Smith told police that the acquaintance was told by Vu not to get in the vehicle.

That contradiction would bring questions from Nachbar as well as a statement from the mother of Lopez’s girlfriend, who testimony showed initially lied to police about driving past Lopez’s body and seeing that he was shot when in fact she had stayed at her house and was told by her daughter to lie when she made the initial 911 call.

The conduct by Lopez’s girlfriend and her roommate also was called into question. The roommate disappeared for two days before being found by police and the girlfriend allegedly told police that following the discovery of Lopez’s body, she returned to her home and took a shower.

Nachbar raised questions about the reliability of the witnesses, including Lopez’s girlfriend, her roommate and her mother, and why the girlfriend would need to take a shower. He asked why police interviewed Lopez’s girlfriend four times.

“She was having trouble remembering everything that occurred,” Miller said.

Nachbar also asked the detective if it was his understanding that Lopez was trying to steal drugs from Vu.

“Ms. Smith told us no money was exchanged,” Miller said.

“It’s also your understanding that Mr. Lopez threatened them?” Miller asked. “You would call that a threat, wouldn’t you?”

“Yes,” Miller answered.

Bullet Trajectory

Nelson would focus on evidence about the trajectory of the single .38-caliber bullet that entered Lopez in the back and ended up lodged at the base of his brain.

He said it proved Lopez was crouching at the time the bullet entered his body. Distance from the casings and his body showed he had tried to run away, he argued.

Information from an autopsy showed Lopez could not have taken more than a step or two, then would have been paralyzed because of the location of the bullet against his spinal vertebrae, Nelson said.

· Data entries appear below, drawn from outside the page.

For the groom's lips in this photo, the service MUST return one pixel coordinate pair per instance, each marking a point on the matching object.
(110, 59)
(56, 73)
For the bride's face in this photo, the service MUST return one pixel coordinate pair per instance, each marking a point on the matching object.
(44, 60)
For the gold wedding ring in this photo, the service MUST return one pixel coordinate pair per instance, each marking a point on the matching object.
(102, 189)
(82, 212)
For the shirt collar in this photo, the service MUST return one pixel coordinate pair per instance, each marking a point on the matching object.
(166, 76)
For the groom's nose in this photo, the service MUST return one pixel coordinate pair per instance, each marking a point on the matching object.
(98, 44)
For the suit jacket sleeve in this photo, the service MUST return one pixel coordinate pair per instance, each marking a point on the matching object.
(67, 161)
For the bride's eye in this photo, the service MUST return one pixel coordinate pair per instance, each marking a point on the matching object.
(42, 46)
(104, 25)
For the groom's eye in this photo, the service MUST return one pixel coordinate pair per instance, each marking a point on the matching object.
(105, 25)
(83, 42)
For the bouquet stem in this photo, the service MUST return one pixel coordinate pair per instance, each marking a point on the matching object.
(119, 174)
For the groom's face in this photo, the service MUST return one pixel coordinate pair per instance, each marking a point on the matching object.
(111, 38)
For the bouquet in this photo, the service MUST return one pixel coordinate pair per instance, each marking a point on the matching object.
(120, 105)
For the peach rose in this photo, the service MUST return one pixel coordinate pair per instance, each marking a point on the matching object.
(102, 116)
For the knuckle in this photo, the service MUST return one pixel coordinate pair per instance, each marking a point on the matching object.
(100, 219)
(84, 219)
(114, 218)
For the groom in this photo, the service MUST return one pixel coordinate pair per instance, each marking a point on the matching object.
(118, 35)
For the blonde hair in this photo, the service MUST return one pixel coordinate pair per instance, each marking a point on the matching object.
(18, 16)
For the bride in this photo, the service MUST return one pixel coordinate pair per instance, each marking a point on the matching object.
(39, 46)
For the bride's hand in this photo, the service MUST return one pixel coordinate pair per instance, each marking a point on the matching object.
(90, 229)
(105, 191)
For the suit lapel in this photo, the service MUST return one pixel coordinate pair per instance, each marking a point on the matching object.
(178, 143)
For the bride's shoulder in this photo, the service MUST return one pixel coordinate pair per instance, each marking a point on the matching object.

“The preliminary hearing is to establish probable cause,” Nelson said. “Questions of self-defense or the credibility of witnesses may need to be addressed in District Court.”

Nachbar tried to punch holes in the prosecution’s case by pointing out no weapon has been found and evidence along with witness statements have not directly linked his client to the person who pulled the trigger.

Nelson countered that search warrants of Vu’s relative’s house and a storage container recovered ammunition as well as an empty case for a Glock pistol, the type used in the shooting. The man who accompanied Lopez to Vu’s car stated he walked around the block and came back to an intersection that allowed him to hear a door slam and see Lopez running and then see a person leaning out the passenger side window and firing three shots.

And then there was the statement by Smith that her boyfriend got out of the car, and she heard three shots.

Nelson pointed to statements by Smith that after the shooting, the couple got rid of the gun and remaining marijuana in alley trash bins blocks away from the shooting and then went to South Dakota to get rid of clothes and shower — all indications “of guilt,” he said.

Judge: No Self Defense

Judge Kevin Taheri agreed.

“There is evidence that Mr. Lopez was going to rob Mr. Vu of his marijuana,” he said. “That whole event gives Mr. Vu a motive to shoot Mr. Lopez.”

The judge also referenced an alleged confession by Vu to a relative that was shared with detectives. Miller had testified earlier of the the relative’s statement that Vu said he “messed up” and “shot” somebody.

“I would find that the state has showed that it was not in self-defense,” Taheri said.

He said the fact the defendant got out of his vehicle when Lopez did, then would dispose of his clothes as well as evidence that Lopez “was shot in the back while in retreat,” does not show self-defense.

Evidence obtained at Vu’s Evansville home of packaging and notes, information from cellphones of those involved, and the statement by Smith give probable cause to bind Vu over on the drug charges, the judge said.

The second-degree murder charge carries a penalty of not less than 20 years in prison and a fine of not more than $10,000, or both. The possession of a controlled substance with intent to deliver is punishable by up to 10 years in prison and a $10,000 fine, and the conspiracy to deliver a controlled substance charge is punishable by up to 10 years in prison and a $25,000 fine.